No mesmo sentido, no julgamento da ADI 3112 [1], o STF se pronunciou pela inconstitucionalidade do artigo 21 da Lei 10.826/03 (Estatuto do Desarmamento), que vedava a liberdade provisória nos crimes de posse ou porte ilegal de arma de fogo de uso restrito, comércio ilegal de arma de fogo e tráfico internacional de arma de fogo.
Dizia referido artigo: "Art. 21. Os crimes previstos nos arts. 16, 17 e 18 são insuscetíveis de liberdade provisória."

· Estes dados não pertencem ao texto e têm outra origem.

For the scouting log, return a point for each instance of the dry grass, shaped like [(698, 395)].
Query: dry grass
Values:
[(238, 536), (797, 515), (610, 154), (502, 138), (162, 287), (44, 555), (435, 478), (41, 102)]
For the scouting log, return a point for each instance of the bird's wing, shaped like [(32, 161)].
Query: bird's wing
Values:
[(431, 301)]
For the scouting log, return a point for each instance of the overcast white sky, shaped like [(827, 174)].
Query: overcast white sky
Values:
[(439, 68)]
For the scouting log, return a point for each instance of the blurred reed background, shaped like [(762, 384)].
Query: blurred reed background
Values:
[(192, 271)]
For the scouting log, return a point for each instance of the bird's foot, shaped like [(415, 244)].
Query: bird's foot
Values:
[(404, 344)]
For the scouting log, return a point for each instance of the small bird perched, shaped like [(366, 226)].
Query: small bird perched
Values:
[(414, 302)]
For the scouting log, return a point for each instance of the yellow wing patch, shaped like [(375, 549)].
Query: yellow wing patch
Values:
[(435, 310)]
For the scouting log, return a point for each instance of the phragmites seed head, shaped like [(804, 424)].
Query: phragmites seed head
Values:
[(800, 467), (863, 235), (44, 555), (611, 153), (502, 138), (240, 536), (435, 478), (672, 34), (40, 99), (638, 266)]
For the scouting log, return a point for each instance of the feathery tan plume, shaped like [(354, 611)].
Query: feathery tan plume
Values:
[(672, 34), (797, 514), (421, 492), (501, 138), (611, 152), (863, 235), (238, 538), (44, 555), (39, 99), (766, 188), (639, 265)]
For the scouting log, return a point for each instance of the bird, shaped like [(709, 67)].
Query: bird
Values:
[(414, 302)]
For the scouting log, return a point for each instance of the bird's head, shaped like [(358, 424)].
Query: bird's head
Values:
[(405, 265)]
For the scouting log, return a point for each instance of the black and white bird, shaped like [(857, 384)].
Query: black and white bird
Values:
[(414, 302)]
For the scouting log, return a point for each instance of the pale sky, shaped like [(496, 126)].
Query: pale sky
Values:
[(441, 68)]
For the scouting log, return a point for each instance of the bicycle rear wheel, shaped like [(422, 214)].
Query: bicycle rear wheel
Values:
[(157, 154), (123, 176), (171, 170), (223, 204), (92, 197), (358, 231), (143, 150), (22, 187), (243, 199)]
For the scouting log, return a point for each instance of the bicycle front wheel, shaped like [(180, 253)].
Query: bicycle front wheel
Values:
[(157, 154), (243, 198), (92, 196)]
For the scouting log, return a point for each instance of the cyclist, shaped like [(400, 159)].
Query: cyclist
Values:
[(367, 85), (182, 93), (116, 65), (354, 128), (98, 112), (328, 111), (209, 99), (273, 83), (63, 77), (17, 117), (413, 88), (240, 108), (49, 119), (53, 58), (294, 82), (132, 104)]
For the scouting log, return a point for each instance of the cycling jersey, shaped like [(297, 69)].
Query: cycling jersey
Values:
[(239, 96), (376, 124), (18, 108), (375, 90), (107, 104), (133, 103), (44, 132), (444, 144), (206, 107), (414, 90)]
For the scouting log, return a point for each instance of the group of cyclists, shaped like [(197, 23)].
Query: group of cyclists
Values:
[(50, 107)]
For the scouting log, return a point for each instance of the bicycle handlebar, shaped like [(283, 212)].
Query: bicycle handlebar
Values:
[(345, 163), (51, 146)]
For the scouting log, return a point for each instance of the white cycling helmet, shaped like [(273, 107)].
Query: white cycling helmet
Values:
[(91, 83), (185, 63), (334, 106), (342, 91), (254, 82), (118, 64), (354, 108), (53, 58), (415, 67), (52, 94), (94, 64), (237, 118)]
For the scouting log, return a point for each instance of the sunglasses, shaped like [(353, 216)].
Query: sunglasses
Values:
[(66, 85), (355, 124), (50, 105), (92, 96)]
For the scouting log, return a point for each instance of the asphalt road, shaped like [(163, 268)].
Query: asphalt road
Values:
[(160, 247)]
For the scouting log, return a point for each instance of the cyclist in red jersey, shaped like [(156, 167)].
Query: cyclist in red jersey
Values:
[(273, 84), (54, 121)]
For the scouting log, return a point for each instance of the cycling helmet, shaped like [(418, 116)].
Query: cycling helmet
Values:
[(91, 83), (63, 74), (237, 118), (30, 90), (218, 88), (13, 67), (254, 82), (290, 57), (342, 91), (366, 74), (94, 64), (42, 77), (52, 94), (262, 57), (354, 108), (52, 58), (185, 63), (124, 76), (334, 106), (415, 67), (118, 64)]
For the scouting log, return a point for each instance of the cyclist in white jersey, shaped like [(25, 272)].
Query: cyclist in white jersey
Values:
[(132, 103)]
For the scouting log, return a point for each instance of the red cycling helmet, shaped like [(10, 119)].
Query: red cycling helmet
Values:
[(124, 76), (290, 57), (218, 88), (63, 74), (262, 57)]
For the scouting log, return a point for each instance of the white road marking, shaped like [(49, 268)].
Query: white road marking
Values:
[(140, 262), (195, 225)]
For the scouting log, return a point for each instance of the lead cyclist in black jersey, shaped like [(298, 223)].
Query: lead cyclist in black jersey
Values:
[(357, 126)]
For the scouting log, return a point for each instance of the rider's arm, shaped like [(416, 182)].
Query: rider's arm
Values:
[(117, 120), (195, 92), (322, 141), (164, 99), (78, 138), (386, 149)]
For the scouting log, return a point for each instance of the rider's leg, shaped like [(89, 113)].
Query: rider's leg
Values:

No entanto, a Primeira e a Segunda Turmas do STF vêm entendendo de forma reiterada que é vedada a concessão de liberdade provisória, seja com, seja sem fiança, aos crimes de tráfico de drogas.
HC 95060 / SP - SÃO PAULO. EMENTA: HABEAS CORPUS. PACIENTES DENUNCIADOS POR TRÁFICO DE ENTORPECENTE E ASSOCIAÇÃO PARA O TRÁFICO (ARTIGOS 12 E 14 DA LEI Nº 6.368/76). PRISÃO EM FLAGRANTE DELITO. EXCESSO DE PRAZO. TEMA NÃO DISCUTIDO NO TJ/SP E NÃO CONHECIDO PELO STJ. SUPRESSÃO DE INSTÂNCIA. CRIME HEDIONDO. CUSTÓDIA CAUTELAR MANTIDA. OBSTÁCULO DIRETAMENTE CONSTITUCIONAL: INCISO XLIII DO ART. 5º (INAFIANÇABILIDADADE DOS CRIMES HEDIONDOS). JURISPRUDÊNCIA DO STF. 1. O Supremo Tribunal Federal não é competente para o imediato exame da tese do excesso de prazo. Tese que não foi discutida no Tribunal de Justiça de São Paulo e, por isso mesmo, nem sequer foi apreciada pelo Superior Tribunal de Justiça. 2. Se o crime é inafiançável, e preso o acusado em flagrante, o instituto da liberdade provisória não tem como operar. O inciso II do art. 2º da Lei nº 8.072/90, quando impedia a "fiança e a liberdade provisória", de certa forma incidia em redundância, dado que, sob o prisma constitucional (inciso XLIII do art. 5º da CF/88), tal ressalva era desnecessária. Redundância que foi reparada pelo legislador ordinário (Lei nº 11.464/2007), ao retirar o excesso verbal e manter, tão-somente, a vedação do instituto da fiança. 3. Manutenção da jurisprudência desta Primeira Turma, no sentido de que "a proibição da liberdade provisória, nessa hipótese, deriva logicamente do preceito constitucional que impõe a inafiançabilidade das referidas infrações penais: ...seria ilógico que, vedada pelo art. 5º, XLIII, da Constituição, a liberdade provisória mediante fiança nos crimes hediondos, fosse ela admissível nos casos legais de liberdade provisória sem fiança..." (HC 83.468, da relatoria do ministro Sepúlveda Pertence). Precedente: HC 93.302, da relatoria da ministra Cármem Lúcia. 4. Consistência das razões adotadas pelo Tribunal de Justiça de São Paulo para a manutenção da custódia cautelar dos pacientes. Razões que apontam para a grande quantidade de droga apreendida em poder dos acionados, suficiente para atingir cerca de treze mil usuários. Gravidade concreta dos fatos imputados aos acusados como justificativa da necessidade de garantia da ordem pública. 5. Ordem parcialmente conhecida e, nessa extensão, denegada. (HC 95060 / SP - STF - Órgão Julgador: Primeira Turma - Relator(a): Min. Carlos Britto - Julgamento: 16/12/2008)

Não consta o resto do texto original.